What does past history say awaits Dolphins after 10-win playoff miss?

What does past history say awaits Dolphins after 10-win playoff miss?

The NFL expanded their postseason field to seven teams per conference in 2020 for the first time — and the Miami Dolphins obliged by winning 10 games and somehow finding themselves on the outside looking in. Only two other occasions in the NFL’s Wild Card era (since 1990) has a conference finished the season with eight teams equaling or surpassing 10 wins in a season. That includes the 2020 AFC Conference standings with the Miami Dolphins.

The other two instances of such hard luck came in the NFC in 2010 and 1991. The 2010 NFC standings saw both the New York Giants and Tampa Bay Buccaneers miss the postseason in a 6-team field with 10 wins apiece, while the 1991 NFC playoff field excluded 10-win teams in San Francisco and Philadelphia.

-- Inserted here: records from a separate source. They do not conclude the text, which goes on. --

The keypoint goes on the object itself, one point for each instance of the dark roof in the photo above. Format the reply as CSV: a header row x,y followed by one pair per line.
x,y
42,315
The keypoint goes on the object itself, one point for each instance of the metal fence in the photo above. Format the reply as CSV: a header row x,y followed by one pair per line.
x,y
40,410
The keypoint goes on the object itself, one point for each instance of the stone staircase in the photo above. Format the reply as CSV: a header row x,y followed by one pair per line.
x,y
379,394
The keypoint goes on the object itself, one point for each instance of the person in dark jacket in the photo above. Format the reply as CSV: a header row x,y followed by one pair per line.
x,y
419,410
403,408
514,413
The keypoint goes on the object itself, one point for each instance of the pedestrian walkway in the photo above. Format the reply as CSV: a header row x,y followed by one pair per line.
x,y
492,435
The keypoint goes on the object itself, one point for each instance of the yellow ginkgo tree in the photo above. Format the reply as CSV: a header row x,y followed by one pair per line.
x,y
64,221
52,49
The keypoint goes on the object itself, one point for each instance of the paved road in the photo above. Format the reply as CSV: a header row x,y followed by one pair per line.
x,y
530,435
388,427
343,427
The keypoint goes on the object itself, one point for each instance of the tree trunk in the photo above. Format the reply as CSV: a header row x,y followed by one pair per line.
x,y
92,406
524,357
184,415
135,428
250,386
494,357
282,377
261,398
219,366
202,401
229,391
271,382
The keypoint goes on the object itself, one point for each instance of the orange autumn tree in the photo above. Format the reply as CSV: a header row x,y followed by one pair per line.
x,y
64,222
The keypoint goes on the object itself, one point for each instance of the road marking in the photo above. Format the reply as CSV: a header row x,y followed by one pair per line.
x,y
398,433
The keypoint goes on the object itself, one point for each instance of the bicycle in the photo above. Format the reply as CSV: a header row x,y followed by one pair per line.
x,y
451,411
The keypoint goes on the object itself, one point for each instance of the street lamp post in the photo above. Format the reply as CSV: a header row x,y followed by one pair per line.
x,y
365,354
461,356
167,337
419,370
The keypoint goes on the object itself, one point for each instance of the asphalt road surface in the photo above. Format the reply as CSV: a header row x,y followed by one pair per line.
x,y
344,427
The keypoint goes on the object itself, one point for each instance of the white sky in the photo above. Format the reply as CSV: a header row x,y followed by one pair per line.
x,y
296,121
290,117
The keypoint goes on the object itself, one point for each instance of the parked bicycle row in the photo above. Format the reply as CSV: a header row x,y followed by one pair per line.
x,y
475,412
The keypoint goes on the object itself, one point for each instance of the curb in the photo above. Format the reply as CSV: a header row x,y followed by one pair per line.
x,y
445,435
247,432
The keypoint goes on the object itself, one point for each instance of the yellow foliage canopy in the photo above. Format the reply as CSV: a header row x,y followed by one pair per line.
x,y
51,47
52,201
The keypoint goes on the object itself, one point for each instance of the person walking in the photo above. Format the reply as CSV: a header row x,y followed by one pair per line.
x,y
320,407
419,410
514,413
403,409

If the Dolphins are looking for any inspiration about the hard luck that closed their season, they’ve got quite the precedent set for them. Because each of the NFL’s last two occurrences of a No. 8 seed missing the playoffs with 10 wins has spawned a much more successful encore in the following season.

In 1992, San Francisco followed up their postseason miss from the year prior with a 14-2 campaign; the best mark in the league that season. The 49ers would go on to lose to the Dallas Cowboys in the NFC Championship game, but never the less it is hard to envision any Miami fans turning their nose up to the idea of a 14-win season and a conference championship game appearance. Ironically enough, the last time Miami reached the conference finals as that very same year in 1992.

In 2011, the near-miss New York Giants saw a slight record regression from the 2010 10-win team, finishing the regular season 9-7. But, more importantly, the New York Giants won the Super Bowl at the end of the year, defeating the New England Patriots, 21-17 courtesy of 12 unanswered points in the final 20 minutes of play.

Here’s hoping Miami rebounds from their heartbreak in 2020 in a fashion that somewhat resembles anything close to what we’ve seen each of the last two times an NFL team has been so unlucky. If they do, we’ll forget about Miami’s 2020 hard luck pretty darn quick.